第4話 鍛錬用ダンジョン

 鍛錬用ダンジョンは体育教官室の横にある入り口を使って入る、地下ダンジョンだった。


 入り口にはジャージ姿の体育教官が交代で見張りをしてる。

 今の当番は四十歳くらいのボサボサな茶髪にひげだらけという、だらしない印象の男性教師だ。


「……新入生か。まあパーティー組むならいいだろう」


 やる気なさそうにあくびをして、俺たちを通してくれた。

 これでもこの人けっこう強いんだけどな。


 中に入ったところで蛍が小声で言った。


「先ほどの教官、やる気なさそうで隙だらけに見せかけて、まったく隙がありませんでした。相当な手練れですね」


 その顔は緊張半分、喜び半分といったところか。


「俺、そういうのはわからないから、頼りにしてるよ」


「エースケ殿は錬金術師ですものね。
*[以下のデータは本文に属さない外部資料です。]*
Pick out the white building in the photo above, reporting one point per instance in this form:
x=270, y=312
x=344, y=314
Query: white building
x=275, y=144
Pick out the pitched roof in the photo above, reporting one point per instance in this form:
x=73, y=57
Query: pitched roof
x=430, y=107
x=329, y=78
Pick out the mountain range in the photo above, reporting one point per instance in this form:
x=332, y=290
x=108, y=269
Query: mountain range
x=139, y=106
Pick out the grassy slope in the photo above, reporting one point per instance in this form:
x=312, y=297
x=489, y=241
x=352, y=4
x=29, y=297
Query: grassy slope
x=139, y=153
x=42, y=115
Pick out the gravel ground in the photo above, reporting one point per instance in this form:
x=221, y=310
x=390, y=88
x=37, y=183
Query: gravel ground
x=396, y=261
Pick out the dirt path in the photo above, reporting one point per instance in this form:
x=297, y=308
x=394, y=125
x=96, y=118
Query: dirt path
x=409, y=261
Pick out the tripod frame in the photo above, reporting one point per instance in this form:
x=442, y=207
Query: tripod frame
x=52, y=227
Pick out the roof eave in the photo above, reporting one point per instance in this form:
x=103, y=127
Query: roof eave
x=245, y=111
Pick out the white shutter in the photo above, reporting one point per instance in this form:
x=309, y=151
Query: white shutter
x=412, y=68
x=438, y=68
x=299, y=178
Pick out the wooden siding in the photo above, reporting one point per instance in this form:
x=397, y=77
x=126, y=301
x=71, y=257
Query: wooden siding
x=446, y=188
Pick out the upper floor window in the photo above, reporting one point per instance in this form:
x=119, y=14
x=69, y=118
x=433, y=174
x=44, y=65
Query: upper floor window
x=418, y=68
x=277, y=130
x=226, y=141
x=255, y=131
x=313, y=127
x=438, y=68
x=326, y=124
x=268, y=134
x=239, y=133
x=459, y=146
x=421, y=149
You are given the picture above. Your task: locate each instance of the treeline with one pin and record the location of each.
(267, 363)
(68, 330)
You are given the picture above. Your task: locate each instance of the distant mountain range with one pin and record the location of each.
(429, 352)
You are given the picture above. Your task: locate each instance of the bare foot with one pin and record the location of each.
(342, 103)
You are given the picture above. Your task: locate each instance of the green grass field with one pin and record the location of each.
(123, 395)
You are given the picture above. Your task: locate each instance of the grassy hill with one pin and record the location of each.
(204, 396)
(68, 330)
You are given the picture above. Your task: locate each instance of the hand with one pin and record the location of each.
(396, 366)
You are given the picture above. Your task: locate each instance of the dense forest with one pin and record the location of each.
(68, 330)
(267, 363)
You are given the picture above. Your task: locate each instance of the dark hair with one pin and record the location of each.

お任せあれ」


 蛍はうれしそうに微笑む。

 こうして間近で見ると破壊力がある笑顔だった。


 画面ごしではさんざん見慣れてたはずなんだけど、現実として見るならまた格別だな。

 彼女は自分の美貌に見とれる軟弱な男はきらいって設定だったはずだから、気取られないように気をつけよう。


 主人公と恋愛パートが進むまで、女らしさなんて気にとめていなかったツワモノだしな。 


「二人だから仕方ないけど、気配探知が難点かな」


 できればローグがほしい。

 今言っても仕方ないんだけど。


「それならそれがしがある程度できますよ?」


 と蛍が言った。

 うん、実は知ってるよ。


 序盤加入のサムライなのに気配探知スキルを覚えてて、しかも成長していくのはプレイヤーの驚きの一つだ。

 知ってることを隠したほうがいいに決まってるので、目を丸くしておく。


「そうなんだ。知らなかった。サムライってすごいんだね。それとも蛍がすごいのかな?」


「これはそれがしが学んでいる風光一刀流という流派の技能です。すばらしいのは流派の教えですね」


 蛍はにこやかに教えてくれた。

 彼女はサムライという生き方と、風光一刀流の教えを誇りに思ってる。


 彼女と仲よくするうえで頭に入れておきたいポイントだ。


「剣の流派は知らないんだけど、風光一刀流がすごそうなのは伝わってきたよ」


 と言えば蛍の機嫌が目に見えてよくなる。


「ありがとうございます。では気を引き締めてまいりましょう」


 だからと言って浮かれることなく、真剣なまなざしでダンジョンの奥へ鋭い目を向けた。


「ああ。後ろは俺に任せてくれ」


「それがしが無知で申し訳ないですが、錬金術師の戦闘スタイルをうかがっても?」


 蛍は俺をかばうように前に出たまま問いかけてくる。


「基本色んなアイテムを投てきしていく。相手を弱らせるポーションを投げるとか、回復アイテムを投げるとか」


「なるほど……今日のところはそれがしは護衛をしたほうがよさそうですね」


 俺のスタイルを聞いてすぐに目的を切り替えてくれたのか。